Let $N = 3^x$. $5^y$. $7^z$. Find $N$ such that $5N$ and $27N$ have $8$ and $18$ dividers, respectively, more than $N$.
I did what the statement asks and it was here: dividers: $(x + 1) (y + 2) (z + 1) = (x + 1) (y + 1) (z + 1) + 8; (x + 4) (y + 1) (z + 1) = (x + 1) (y + 1) (z + 1) + 18$ System
On
As Steve Kass's question comment suggests, you have
$$\begin{equation}\begin{aligned} (x + 1) (y + 2) (z + 1) & = (x + 1) (y + 1) (z + 1) + 8 \\ ((y + 1) + 1)\left((x + 1) (z + 1)\right) & = (x + 1) (y + 1) (z + 1) + 8 \\ (x + 1) (y + 1) (z + 1) + (x + 1)(z + 1) & = (x + 1) (y + 1) (z + 1) + 8 \\ (x + 1)(z + 1) & = 8 \end{aligned}\end{equation}\tag{1}\label{eq1A}$$
$$\begin{equation}\begin{aligned} (x + 4) (y + 1) (z + 1) & = (x + 1) (y + 1) (z + 1) + 18 \\ ((x + 1) + 3)\left((y + 1) (z + 1)\right) & = (x + 1) (y + 1) (z + 1) + 18 \\ (x + 1) (y + 1) (z + 1) + 3(y + 1)(z + 1) & = (x + 1) (y + 1) (z + 1) + 18 \\ 3(y + 1)(z + 1) & = 18 \\ (y + 1)(z + 1) & = 6 \end{aligned}\end{equation}\tag{2}\label{eq2A}$$
Since the factors are positive integers and $z + 1$ is a factor in both \eqref{eq1A} and \eqref{eq2A}, then $z + 1$ must divide $\gcd(8,6) = 2$. Thus, $z + 1 = 1$ or $z + 1 = 2$. For the first case, this gives $z = 0$, $x + 1 = 8 \implies x = 7$ and $y + 1 = 6 \implies y = 5$. I'll leave the $z + 1 = 2$ case for you to do.
On
HINT.-$$N=3^x\cdot5^y\cdot7^z\quad\text{ has (x+1)(y+1)(z+1) divisors }\\5N=3^x\cdot5^{y+1}\cdot7^z\quad\text{ has (x+1)(y+2)(z+1) divisors }\\27N=3^{x+3}\cdot5^{y}\cdot7^z\quad\text{ has (x+4)(y+1)(z+1) divisors }$$ You can get from this the system $$(x+1)(z+1)[(y+2)-(y+1)]=8\\(y+1)(z+1)[(x+4)-(x+1)]=18$$ Then.........

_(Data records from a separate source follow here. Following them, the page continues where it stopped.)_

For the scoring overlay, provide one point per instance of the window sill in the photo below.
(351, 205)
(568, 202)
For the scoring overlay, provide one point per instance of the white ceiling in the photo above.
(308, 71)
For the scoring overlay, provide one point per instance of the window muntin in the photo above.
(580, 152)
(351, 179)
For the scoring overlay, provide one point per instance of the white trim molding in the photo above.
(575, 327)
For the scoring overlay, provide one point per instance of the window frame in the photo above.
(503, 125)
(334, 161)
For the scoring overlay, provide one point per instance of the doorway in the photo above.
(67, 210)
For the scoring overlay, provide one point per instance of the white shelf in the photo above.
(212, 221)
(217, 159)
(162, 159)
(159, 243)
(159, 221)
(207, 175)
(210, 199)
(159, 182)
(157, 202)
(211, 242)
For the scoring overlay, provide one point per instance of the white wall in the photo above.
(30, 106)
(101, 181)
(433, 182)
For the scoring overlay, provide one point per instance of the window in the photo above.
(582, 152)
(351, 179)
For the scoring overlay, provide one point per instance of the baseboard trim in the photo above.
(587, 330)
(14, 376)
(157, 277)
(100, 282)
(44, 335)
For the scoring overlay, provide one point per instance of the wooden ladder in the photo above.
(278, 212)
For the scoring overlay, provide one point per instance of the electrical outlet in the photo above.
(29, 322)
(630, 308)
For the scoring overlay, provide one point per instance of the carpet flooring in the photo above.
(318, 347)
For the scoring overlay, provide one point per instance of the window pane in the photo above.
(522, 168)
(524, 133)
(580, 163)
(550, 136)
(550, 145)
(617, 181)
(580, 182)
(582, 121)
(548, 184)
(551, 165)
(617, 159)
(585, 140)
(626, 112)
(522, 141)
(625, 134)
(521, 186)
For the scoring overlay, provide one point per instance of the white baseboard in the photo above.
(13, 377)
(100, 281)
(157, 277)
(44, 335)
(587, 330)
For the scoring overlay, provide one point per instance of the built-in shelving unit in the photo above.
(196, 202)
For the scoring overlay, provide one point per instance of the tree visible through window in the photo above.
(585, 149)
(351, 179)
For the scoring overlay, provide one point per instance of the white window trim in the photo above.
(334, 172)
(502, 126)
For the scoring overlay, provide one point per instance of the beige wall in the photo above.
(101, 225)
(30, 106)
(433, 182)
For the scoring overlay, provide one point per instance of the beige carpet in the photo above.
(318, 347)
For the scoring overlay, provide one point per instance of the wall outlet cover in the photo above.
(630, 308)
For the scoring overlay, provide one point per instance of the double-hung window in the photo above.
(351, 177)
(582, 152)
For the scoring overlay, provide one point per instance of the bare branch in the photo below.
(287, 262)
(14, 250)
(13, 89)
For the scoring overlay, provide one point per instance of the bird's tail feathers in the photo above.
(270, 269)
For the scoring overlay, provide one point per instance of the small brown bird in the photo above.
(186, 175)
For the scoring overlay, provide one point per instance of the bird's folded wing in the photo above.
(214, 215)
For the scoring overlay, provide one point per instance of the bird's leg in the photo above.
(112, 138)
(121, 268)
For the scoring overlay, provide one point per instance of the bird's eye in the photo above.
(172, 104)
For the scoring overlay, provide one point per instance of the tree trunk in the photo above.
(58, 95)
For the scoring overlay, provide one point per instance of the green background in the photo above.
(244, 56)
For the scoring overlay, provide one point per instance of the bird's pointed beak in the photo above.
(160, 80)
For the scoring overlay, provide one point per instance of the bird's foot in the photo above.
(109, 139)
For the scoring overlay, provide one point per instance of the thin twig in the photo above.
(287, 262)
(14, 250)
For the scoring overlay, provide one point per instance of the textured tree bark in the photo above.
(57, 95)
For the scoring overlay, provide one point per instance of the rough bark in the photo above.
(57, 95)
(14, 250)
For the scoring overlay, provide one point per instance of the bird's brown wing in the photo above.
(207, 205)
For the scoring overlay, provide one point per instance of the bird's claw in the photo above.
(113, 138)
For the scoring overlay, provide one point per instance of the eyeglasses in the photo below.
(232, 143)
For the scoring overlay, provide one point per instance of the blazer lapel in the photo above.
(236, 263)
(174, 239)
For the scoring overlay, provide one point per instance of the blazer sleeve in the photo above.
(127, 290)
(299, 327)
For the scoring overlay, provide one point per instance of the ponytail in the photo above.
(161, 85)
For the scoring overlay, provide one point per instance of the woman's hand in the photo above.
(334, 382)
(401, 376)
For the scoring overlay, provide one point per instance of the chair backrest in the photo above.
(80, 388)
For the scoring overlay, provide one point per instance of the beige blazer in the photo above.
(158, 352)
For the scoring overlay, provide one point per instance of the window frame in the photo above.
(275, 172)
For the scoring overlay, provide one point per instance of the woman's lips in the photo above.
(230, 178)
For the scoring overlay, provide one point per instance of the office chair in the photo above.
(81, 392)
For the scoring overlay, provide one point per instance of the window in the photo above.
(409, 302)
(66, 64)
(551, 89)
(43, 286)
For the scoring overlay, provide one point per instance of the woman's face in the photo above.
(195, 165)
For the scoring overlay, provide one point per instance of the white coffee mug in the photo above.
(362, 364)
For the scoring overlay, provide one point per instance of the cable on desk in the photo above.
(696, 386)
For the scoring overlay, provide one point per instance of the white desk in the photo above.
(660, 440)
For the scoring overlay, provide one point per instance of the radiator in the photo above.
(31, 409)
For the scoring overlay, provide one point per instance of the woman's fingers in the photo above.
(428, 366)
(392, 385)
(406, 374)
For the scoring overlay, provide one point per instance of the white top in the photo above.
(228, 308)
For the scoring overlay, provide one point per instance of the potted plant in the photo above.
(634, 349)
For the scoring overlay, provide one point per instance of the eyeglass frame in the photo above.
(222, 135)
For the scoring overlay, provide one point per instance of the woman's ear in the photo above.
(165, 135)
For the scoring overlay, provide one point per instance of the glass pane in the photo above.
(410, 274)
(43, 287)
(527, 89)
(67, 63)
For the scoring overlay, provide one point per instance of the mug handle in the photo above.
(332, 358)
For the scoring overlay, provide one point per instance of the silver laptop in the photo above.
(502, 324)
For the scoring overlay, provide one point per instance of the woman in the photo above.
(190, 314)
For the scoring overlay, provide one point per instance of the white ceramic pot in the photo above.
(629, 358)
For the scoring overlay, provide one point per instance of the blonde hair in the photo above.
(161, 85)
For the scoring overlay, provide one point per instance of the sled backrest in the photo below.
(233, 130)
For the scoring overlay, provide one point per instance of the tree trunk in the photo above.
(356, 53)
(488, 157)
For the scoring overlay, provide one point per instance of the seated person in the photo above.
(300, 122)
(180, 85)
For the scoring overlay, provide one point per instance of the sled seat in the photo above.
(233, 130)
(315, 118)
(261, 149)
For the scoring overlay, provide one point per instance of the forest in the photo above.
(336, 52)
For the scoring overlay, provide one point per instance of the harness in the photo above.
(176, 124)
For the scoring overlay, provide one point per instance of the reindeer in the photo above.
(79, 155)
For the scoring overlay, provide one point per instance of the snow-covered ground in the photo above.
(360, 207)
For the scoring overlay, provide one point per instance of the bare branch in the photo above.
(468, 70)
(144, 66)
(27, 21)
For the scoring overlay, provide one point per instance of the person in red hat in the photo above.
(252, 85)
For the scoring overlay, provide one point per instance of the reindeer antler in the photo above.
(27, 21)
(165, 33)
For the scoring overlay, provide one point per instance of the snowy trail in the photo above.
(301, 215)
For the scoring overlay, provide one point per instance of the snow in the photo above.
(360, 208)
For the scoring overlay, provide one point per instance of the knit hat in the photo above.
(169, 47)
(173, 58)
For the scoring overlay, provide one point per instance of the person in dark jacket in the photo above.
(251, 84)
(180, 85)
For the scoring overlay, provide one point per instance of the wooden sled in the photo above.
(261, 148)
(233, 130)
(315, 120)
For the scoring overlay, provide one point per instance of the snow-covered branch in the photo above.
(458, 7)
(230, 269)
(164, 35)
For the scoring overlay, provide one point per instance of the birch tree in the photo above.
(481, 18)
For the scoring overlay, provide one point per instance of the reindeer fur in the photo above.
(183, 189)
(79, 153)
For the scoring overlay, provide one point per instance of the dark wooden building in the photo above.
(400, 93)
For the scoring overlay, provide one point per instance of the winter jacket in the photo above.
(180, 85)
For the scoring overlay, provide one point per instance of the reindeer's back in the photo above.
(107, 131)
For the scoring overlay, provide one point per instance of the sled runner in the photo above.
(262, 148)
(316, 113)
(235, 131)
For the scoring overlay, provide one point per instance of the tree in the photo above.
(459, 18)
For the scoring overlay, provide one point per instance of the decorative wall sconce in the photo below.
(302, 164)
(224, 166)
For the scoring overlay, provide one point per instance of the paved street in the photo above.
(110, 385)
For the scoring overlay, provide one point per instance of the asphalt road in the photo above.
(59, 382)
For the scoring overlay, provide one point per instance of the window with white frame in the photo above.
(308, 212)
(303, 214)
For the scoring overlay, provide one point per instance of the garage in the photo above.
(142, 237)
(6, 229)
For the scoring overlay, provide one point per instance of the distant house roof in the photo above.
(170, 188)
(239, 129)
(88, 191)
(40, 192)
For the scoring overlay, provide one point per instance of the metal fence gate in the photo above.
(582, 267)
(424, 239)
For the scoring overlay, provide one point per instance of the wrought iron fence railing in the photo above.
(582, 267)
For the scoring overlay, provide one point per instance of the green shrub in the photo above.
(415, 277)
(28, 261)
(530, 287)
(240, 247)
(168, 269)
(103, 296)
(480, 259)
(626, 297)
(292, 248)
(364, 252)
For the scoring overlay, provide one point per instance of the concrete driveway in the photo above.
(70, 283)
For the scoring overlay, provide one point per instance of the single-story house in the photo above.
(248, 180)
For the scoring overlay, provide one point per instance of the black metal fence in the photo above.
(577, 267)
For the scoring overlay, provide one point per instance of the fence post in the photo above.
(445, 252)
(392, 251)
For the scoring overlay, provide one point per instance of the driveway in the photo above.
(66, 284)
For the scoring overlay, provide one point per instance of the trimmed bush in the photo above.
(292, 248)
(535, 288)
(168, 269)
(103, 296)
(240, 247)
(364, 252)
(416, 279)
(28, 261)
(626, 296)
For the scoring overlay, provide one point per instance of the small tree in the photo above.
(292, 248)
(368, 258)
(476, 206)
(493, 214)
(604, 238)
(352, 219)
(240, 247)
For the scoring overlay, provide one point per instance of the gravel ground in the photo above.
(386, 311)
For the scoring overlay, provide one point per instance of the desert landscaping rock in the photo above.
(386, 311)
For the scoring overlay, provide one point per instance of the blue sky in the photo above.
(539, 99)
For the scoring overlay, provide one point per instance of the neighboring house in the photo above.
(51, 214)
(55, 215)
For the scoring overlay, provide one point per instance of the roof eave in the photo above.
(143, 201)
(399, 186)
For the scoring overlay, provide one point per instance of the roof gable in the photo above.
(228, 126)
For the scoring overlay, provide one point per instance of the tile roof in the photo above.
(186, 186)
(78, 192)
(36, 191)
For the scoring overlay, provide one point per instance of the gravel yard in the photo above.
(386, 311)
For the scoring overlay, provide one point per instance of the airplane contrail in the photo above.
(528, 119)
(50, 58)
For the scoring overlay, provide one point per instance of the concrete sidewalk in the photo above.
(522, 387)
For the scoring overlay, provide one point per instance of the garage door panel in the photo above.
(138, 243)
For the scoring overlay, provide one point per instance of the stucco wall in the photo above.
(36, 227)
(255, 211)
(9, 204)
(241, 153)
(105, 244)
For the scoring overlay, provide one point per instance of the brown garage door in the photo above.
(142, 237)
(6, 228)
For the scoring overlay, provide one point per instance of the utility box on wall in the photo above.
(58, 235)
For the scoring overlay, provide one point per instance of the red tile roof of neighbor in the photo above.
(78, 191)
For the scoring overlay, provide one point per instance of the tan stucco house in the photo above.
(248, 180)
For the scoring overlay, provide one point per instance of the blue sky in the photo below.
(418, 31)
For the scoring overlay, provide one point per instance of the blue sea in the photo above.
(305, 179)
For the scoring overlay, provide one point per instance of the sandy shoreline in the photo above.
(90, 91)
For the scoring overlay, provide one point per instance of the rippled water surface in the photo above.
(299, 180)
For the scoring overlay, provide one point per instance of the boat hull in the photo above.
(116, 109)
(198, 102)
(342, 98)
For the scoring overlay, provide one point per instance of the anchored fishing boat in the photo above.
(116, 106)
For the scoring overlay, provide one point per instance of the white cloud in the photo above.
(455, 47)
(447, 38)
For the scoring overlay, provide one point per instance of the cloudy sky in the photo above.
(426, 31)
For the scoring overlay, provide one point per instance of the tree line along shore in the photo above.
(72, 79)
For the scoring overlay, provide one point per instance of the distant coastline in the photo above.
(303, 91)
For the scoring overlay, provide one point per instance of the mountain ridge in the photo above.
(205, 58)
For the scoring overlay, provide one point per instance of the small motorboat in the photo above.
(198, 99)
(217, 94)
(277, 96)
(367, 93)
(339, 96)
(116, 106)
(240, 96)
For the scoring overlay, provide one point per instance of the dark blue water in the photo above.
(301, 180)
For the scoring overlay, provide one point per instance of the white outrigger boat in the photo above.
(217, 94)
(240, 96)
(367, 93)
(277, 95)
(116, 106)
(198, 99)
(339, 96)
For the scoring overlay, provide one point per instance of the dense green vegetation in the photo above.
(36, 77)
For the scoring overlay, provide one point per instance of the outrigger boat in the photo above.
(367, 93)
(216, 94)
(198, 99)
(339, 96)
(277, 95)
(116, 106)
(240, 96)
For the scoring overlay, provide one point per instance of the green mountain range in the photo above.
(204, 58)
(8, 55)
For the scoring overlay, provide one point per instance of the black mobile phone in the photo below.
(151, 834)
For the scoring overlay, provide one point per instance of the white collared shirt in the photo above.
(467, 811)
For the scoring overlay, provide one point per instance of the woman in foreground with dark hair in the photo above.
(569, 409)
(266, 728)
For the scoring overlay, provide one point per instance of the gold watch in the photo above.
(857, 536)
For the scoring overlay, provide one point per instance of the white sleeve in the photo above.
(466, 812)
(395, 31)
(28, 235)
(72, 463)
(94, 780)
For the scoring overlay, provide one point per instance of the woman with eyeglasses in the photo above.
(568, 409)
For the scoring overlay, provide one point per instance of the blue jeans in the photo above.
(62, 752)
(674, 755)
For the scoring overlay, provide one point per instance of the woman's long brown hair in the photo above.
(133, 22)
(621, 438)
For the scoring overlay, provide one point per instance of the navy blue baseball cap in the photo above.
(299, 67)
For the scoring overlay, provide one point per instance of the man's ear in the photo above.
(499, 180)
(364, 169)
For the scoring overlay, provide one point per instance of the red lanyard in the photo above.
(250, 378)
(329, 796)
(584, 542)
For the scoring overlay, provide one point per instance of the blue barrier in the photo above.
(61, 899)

If $N=3^x5^y7^z$ then $N$ has $(x+1)(y+1)(z+1)$ divisors.
$5N = 3^x5^{y+1}7^z$ has $(x+1)(y+2)(z+1)$ divisors
And $27N = 3^{x+4}5y7^z$ has $(x+5)(y+1)(z+1)$ divisors.
It may be easier to replace $x+1 =j; y+1=k; z+1=m$
So
So $(x+1)(y+2)(z+1)-(x+1)(y+1)(z+1)= 8$. So $j(k+1)m - jkm=jkm +jm - jkm = jm=8$.
And $(x+4)(y+1)(z+1)- (x+1)(y+1)(z+1)= = 18$.
So $(j+3)km - jkm = 3km =18$ or $km=6$
So $(x+1)(z+1) = jm= 8$ and $(y+1)(z+1)= km=6$.
So $z+1=m$ is a common divisor of $8,6$ so $m = 1,2$.
So we have either $z+1=1$ and $z=0$ and $y+1=6$ and $y=5$ and $x+1=8$ and $x=7$ and $N = 3^7*5^5$ which has $48$ divosors while $5N=3^7*5^6$ has $56$ divisors and $27N=3^{10}5^5$ has $66$ divisors.
(But presumably $z > 0$ otherwise they wouldn't have specified that $7$ was a factor. So I suppose the text isn't counting this as an answer although it fits all the requirements)
Or
$z+1=2$ and $z=1$ and $y+1=3$ and $y=2$ and $x+1=4$ and $x =3$ and $N=3^3*5^2*7=4725$ which has $24$ divisors while $5N = 3^3*5^3*7$ has $32$ divisors and $27N= 3^6*5^2*7$ has $42$ divisors.